EVERETT — When John Lovick preaches the value of serving the public as Snohomish County executive, serving plates of hot food isn’t generally what he has in mind.
But that’s exactly what Lovick and about a dozen members of his government staff did Tuesday. They headed to the Everett Gospel Mission men’s shelter to help during lunch.
Lovick donned an apron with the words “Real Men Fry Turkeys” to wait and bus tables. Public works director Steve Thomsen, parks director Tom Teigen and human resources director Bridget Clawson, among others, each attended to tables in the shelter’s cafeteria, where about 100 guests lunched that day. Rather than lining up at the cafeteria counter, the shelter guests got to relax, while the upper echelons of county government brought them plates of food.
“A lot of people do a lot of things during the holiday season but there are a lot of hungry people out there all of the time,” Lovick said. “It just feels good to give back.”

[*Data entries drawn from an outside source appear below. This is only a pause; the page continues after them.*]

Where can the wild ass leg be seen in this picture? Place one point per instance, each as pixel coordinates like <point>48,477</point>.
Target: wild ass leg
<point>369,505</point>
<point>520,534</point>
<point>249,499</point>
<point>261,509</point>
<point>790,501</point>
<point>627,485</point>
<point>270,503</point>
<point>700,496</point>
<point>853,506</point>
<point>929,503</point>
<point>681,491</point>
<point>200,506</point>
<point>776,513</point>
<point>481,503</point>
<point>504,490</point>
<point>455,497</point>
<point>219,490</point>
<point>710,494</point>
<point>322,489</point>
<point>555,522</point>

The community outreach is something Lovick has pledged to do regularly. Quietly, Lovick for years has gathered up day-old pastries on his way to work to deliver them to the shelter.
It’s something he did during his time as sheriff, and something he continued this year, after becoming county executive.
The men’s shelter on Smith Avenue, next to I-5, is one of four facilities run by Everett Gospel Mission. It provides about 170 beds, divided between temporary shelter and transitional housing. Anyone’s welcome for daily lunches and dinners.
“What we’re seeing today is our county executive, and his friends and his co-workers, saying that, ‘We see you, you’re a part of our community, you matter to us,’” said Sylvia Anderson, the mission’s CEO. “People feel valued when that happens.”
The men’s shelter typically has all the volunteers it needs to serve Thanksgiving and Christmas dinners.
Help dwindles, for the most part, during the other 50 weeks of the year. An exception is Advent Lutheran Church in Mill Creek, whose members show up regularly, including Tuesday.
Around the tables, men shared stories of trying to find steady work and affordable housing.
After eating a meal served by planning director Clay White, Andrew Israel, 44, said he welcomed the gesture of kindness. Israel said human nature is to care about other people.
“You can give somebody clothes, you can give somebody food, but if you don’t give them compassion, a smile, that’s the most contagious thing in the world,” he said.
Now disabled, Israel said he used to work in catering, giving him a special appreciation for what it’s like to wait tables.
Many in the room openly described troubles battling drug and alcohol addiction.
Jacob Smith, 23, is ready to move beyond his life using heroin. The outgoing, burly man with an oversize backpack said he’s a hard worker who’s eager for a steady job.
Smith wants to move back to see friends and family in Kentucky. He has dreams of taming horses back there, or of becoming a stand-up comedian.
“This is Jacob at the Everett Mission,” Smith said. “He wants to go home to Kentucky and go break horses.”
Another diner made a sly observation: that government officials were serving pork for lunch. Pork loin to be exact. The menu included an alternate choice of chicken, along with diet soda, water or coffee to drink.
Pork jokes aside, county human services director Ken Stark said talking to shelter guests reaffirmed what’s he’s learned while overseeing the county’s social services safety net: Needs far outstrip resources. Federal and state programs need to be leaner, to stretch a limited amount of dollars to the maximum number of people.
“We’re spending way too much money on administrative services and not enough on direct services,” he said.
Stark said his conversations with shelter guests drove home the shortage of affordable housing: “You’d be surprised at all of the people in the shelter who are employed, but they’re not earning enough to survive.”